It occurred to me, with a little help from a friend, that sometimes we need to take a break from our daily schedule and find time for personal enjoyment. I know that I tend to fall into that Monday through Friday, 9-5 routine. I would go to work at 8:30, take my lunch from 1-2, at 4:30 do the mail, and at 5:00 leave for the day. Then after arriving at home, I would plan to watch Jeapordy from 7 - 7:30 with Mom, and then the rest of the night would be unplanned. On Saturday and Sunday I would play it by ear, see what happens, then get ready for Monday through Friday again.
Don't get me wrong, I recognize the need for a work schedule, and I enjoy spending time with Mom. I strive for punctuality, I feel it's rude to be late for things and keep other people waiting.
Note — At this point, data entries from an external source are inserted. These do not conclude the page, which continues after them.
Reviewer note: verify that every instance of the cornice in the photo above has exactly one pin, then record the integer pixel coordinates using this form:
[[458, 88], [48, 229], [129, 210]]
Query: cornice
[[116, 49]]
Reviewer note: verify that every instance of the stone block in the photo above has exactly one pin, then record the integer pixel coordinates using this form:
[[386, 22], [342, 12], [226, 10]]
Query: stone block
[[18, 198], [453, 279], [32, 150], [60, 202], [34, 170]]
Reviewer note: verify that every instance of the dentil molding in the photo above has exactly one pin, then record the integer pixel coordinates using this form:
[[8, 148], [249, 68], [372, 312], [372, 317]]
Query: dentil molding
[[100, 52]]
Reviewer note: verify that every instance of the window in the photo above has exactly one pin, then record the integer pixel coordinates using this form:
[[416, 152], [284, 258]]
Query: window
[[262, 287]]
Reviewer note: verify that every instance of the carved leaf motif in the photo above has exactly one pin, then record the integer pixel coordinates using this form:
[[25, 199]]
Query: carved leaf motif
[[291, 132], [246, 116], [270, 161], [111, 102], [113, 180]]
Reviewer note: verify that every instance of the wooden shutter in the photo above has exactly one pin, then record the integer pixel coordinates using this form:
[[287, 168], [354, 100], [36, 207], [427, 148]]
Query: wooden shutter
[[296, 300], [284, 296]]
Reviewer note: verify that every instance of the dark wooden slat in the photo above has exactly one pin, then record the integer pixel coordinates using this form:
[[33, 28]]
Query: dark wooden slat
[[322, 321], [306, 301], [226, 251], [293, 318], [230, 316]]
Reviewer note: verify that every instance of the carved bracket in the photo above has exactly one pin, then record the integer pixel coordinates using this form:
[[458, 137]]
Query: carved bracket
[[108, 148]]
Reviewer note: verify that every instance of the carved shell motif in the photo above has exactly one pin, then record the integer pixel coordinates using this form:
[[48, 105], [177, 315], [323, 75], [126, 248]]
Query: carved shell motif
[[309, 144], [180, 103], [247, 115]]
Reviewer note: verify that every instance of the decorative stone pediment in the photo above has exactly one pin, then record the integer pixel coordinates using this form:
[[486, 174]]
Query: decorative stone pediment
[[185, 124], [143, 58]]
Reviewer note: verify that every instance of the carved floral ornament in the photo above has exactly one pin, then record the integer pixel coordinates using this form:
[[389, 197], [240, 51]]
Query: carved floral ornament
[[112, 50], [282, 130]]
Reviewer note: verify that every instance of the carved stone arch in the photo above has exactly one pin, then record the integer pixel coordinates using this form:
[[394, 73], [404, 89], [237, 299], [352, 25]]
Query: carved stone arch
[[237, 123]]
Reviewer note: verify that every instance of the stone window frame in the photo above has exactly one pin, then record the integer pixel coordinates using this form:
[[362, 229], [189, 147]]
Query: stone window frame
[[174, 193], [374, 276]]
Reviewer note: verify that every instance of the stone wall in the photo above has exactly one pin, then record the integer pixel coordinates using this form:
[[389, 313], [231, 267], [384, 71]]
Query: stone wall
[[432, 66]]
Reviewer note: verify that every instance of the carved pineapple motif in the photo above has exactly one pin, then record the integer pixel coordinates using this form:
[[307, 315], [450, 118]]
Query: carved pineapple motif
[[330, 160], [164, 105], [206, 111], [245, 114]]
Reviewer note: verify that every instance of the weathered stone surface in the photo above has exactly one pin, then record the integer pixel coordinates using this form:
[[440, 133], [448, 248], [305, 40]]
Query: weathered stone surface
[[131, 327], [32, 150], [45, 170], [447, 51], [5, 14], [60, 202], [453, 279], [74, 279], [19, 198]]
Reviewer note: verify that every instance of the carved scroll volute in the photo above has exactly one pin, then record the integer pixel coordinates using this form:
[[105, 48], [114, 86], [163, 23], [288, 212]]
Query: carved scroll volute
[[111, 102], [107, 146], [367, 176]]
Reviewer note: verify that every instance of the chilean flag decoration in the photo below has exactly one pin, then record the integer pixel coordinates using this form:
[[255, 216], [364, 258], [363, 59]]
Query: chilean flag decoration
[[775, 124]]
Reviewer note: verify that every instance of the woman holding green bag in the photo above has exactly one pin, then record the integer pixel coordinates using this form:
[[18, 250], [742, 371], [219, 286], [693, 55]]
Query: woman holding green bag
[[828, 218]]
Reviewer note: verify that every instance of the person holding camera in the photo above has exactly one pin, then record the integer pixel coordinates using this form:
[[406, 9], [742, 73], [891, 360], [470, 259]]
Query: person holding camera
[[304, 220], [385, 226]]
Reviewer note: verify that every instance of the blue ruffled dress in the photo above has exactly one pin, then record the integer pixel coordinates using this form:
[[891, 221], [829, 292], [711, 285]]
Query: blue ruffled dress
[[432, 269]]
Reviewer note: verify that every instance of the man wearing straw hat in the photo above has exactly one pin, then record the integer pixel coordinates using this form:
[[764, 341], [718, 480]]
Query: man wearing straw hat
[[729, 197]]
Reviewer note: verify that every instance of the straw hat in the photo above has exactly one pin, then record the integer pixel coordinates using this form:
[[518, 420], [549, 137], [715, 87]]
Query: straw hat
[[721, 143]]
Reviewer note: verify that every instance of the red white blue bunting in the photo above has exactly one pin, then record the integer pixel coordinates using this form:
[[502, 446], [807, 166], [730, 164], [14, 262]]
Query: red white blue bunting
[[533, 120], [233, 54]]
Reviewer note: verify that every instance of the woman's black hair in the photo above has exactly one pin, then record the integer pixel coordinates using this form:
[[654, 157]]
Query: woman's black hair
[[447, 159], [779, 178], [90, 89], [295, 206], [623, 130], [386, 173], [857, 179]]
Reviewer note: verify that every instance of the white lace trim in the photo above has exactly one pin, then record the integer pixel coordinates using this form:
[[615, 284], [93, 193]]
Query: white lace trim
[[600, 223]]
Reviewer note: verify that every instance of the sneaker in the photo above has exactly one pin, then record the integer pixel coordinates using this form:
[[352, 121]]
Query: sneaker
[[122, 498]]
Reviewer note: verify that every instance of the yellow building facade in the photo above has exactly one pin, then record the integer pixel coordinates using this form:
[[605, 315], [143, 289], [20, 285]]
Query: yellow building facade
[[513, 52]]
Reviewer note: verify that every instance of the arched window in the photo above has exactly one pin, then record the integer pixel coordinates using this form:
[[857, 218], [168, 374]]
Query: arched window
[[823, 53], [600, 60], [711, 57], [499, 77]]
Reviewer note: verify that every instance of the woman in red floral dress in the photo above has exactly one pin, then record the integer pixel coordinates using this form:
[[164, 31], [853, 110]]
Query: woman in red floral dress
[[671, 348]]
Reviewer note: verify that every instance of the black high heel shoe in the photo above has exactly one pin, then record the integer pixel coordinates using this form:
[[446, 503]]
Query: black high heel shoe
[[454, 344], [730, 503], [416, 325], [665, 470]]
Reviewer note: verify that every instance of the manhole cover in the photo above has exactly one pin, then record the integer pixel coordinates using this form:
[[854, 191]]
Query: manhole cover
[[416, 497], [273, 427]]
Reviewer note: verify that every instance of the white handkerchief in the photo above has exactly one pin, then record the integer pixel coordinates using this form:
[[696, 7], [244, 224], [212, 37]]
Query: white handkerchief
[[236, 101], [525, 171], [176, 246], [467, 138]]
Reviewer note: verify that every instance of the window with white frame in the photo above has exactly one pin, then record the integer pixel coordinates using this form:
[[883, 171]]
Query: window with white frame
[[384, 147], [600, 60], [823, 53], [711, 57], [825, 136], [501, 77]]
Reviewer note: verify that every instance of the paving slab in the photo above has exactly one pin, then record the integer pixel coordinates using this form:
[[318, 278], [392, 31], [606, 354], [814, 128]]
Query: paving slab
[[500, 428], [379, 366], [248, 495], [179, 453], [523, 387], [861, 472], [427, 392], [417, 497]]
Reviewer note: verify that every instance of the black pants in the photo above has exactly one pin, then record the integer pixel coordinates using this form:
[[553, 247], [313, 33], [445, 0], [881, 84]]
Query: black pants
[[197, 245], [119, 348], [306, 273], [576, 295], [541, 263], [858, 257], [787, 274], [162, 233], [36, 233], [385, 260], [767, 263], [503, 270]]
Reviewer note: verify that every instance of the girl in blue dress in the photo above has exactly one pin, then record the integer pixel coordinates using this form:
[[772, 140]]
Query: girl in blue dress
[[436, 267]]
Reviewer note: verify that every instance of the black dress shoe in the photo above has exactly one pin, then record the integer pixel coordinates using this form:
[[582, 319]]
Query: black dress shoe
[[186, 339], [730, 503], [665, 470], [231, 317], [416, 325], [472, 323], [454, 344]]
But I also feel the need to just be spontaneous, it relaxes me and leaves me open for possibilities. Living our life according to a schedule can be stressful. Every detail of life can't be planned, you would miss out on so much.
For some it's easier than others, there are family obligations, bills, school events, etc. For a single person it's easier to be spontaneous than a married person. But there is so much stress in the world today, sometimes it's worth it to take a break from routine, even if it's just deciding to stop on the spur of the moment for a water ice, or to take a short walk in a park.
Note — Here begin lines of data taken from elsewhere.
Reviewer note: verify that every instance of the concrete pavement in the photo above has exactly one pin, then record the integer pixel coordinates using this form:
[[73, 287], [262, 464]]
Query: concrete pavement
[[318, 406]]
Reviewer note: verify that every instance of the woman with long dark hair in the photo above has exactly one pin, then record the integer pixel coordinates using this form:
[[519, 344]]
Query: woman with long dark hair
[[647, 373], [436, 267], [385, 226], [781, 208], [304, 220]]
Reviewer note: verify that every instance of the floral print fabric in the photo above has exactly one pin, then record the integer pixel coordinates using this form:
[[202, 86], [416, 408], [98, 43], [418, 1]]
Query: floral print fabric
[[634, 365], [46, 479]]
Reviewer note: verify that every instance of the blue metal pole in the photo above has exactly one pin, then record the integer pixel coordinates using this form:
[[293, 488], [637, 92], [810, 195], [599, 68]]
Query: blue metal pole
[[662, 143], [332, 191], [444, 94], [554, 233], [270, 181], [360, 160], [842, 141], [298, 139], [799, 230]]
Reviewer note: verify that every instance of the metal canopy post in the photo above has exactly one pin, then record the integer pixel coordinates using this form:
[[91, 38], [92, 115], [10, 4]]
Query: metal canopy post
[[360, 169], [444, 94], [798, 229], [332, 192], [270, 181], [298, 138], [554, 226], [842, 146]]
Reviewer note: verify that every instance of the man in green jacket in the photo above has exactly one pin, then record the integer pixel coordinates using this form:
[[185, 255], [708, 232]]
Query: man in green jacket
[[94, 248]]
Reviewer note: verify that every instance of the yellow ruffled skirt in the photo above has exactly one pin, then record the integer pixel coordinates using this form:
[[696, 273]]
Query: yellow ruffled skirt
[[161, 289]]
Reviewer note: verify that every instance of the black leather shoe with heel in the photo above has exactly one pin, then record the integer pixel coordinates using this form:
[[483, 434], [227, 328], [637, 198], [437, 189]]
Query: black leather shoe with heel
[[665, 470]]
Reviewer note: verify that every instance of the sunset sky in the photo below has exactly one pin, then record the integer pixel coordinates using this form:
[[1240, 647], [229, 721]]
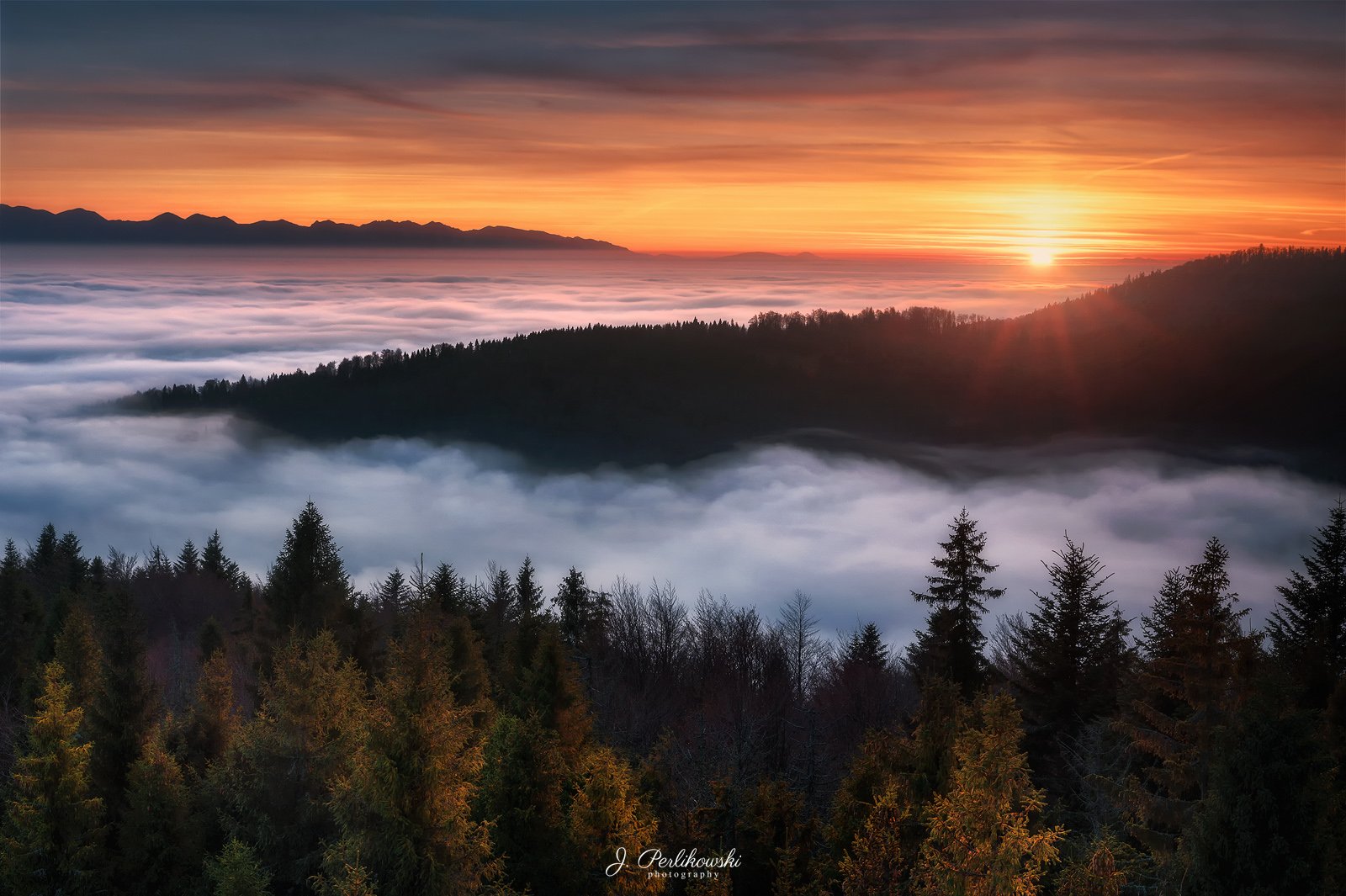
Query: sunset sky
[[976, 130]]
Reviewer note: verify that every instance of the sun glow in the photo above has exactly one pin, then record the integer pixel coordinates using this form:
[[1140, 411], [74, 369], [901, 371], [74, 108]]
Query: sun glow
[[1041, 256]]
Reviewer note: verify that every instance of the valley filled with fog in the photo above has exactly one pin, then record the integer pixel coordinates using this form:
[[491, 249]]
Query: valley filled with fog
[[754, 525]]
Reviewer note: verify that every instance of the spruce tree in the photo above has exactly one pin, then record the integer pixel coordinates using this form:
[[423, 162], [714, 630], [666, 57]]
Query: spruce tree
[[404, 808], [951, 644], [307, 586], [53, 826], [125, 705], [1068, 660], [984, 835], [159, 844], [1189, 685], [1309, 627], [286, 761]]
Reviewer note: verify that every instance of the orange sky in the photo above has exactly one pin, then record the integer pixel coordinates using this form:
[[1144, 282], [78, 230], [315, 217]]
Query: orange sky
[[933, 130]]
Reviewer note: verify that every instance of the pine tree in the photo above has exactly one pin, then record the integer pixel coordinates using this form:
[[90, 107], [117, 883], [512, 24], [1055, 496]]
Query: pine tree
[[80, 654], [20, 619], [1258, 828], [307, 586], [394, 592], [951, 644], [213, 718], [1188, 689], [1068, 660], [404, 808], [53, 821], [582, 611], [236, 872], [984, 839], [125, 707], [1309, 627], [289, 756], [875, 862], [159, 839], [606, 813], [188, 561], [522, 795]]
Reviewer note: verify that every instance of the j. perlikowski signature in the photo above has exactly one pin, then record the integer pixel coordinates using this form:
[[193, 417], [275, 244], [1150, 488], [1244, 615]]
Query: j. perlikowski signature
[[686, 860]]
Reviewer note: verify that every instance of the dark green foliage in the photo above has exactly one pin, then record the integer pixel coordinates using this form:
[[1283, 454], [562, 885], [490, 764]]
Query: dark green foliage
[[159, 841], [236, 872], [1189, 687], [522, 793], [1309, 627], [125, 707], [1069, 660], [53, 832], [951, 644], [307, 587], [1259, 829]]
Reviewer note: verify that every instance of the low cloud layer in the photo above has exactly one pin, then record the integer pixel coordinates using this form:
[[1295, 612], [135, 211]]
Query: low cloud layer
[[754, 527]]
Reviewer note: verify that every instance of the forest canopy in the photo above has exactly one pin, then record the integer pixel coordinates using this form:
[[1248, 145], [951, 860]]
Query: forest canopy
[[172, 725]]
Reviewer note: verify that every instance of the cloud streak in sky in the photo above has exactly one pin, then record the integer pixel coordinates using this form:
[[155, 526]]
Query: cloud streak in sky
[[695, 125]]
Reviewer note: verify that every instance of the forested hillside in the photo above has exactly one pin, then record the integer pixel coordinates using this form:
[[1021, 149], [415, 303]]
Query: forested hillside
[[172, 727], [1232, 355]]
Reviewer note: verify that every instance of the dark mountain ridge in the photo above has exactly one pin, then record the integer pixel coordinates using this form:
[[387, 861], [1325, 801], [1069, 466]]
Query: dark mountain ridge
[[1235, 355], [19, 224]]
So all my friends, please take a moment to stop and think about this, and take a break from routine once in a while and relax and have fun. Stress can affect your health and I want all my friends to live long and healthy lives, otherwise who will read all these posts?
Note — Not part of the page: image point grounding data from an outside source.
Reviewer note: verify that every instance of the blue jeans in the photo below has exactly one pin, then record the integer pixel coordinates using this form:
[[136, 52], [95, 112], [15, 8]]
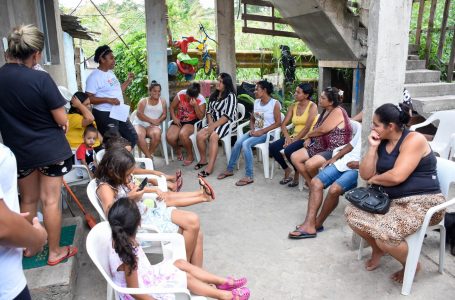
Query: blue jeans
[[245, 143], [346, 180]]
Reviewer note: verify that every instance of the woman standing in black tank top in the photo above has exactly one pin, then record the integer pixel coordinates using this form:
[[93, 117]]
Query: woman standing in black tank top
[[402, 163]]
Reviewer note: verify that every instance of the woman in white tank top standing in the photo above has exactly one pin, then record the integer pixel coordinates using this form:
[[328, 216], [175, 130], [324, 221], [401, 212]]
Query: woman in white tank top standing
[[151, 111], [265, 117]]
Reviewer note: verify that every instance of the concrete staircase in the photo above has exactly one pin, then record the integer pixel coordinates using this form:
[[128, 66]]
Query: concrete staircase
[[428, 93], [326, 25]]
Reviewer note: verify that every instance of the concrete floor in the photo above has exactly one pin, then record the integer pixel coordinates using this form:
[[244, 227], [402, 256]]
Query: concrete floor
[[246, 229]]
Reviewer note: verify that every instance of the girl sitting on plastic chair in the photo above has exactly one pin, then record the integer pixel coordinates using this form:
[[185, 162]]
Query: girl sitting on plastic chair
[[114, 181], [113, 139], [130, 267]]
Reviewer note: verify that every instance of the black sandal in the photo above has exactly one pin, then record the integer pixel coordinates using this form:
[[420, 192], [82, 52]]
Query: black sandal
[[203, 174], [293, 184], [286, 180], [199, 165]]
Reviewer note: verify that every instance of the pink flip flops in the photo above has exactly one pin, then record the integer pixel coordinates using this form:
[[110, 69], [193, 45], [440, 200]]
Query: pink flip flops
[[242, 293], [237, 283]]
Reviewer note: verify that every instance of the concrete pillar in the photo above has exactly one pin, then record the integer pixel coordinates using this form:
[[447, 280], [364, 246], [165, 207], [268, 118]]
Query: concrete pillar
[[325, 79], [388, 38], [155, 17], [358, 86], [225, 33]]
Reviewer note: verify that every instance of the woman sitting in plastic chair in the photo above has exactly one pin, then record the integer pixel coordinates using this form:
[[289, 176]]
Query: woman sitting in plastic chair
[[266, 116], [402, 163]]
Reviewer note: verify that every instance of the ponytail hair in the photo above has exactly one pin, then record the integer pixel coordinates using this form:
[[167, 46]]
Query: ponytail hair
[[334, 95], [124, 218], [397, 114], [24, 41], [265, 85]]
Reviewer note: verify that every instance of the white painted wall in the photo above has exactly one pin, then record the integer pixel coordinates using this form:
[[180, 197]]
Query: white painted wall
[[68, 51]]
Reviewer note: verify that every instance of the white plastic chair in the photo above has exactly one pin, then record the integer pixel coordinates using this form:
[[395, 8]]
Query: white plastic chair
[[446, 175], [99, 244], [201, 123], [133, 116], [440, 143], [263, 148], [272, 171], [227, 139], [452, 147]]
I read it and yes, it's hard to be spontaneous, especially after the kids. I have no regrets mind you, but I wish it we're just a little easier to do the me time thing. I've come to the conclusion that you take what you can, when you can after the family is taken care of and the other obligations. I think my friends and family understand too that there's lots of stuff I'd like to do with them but those moments aren't easy to plan anymore. But I'll still take what I can get, a tiny bit here and a little less there. Every "little bit" counts though, in my book.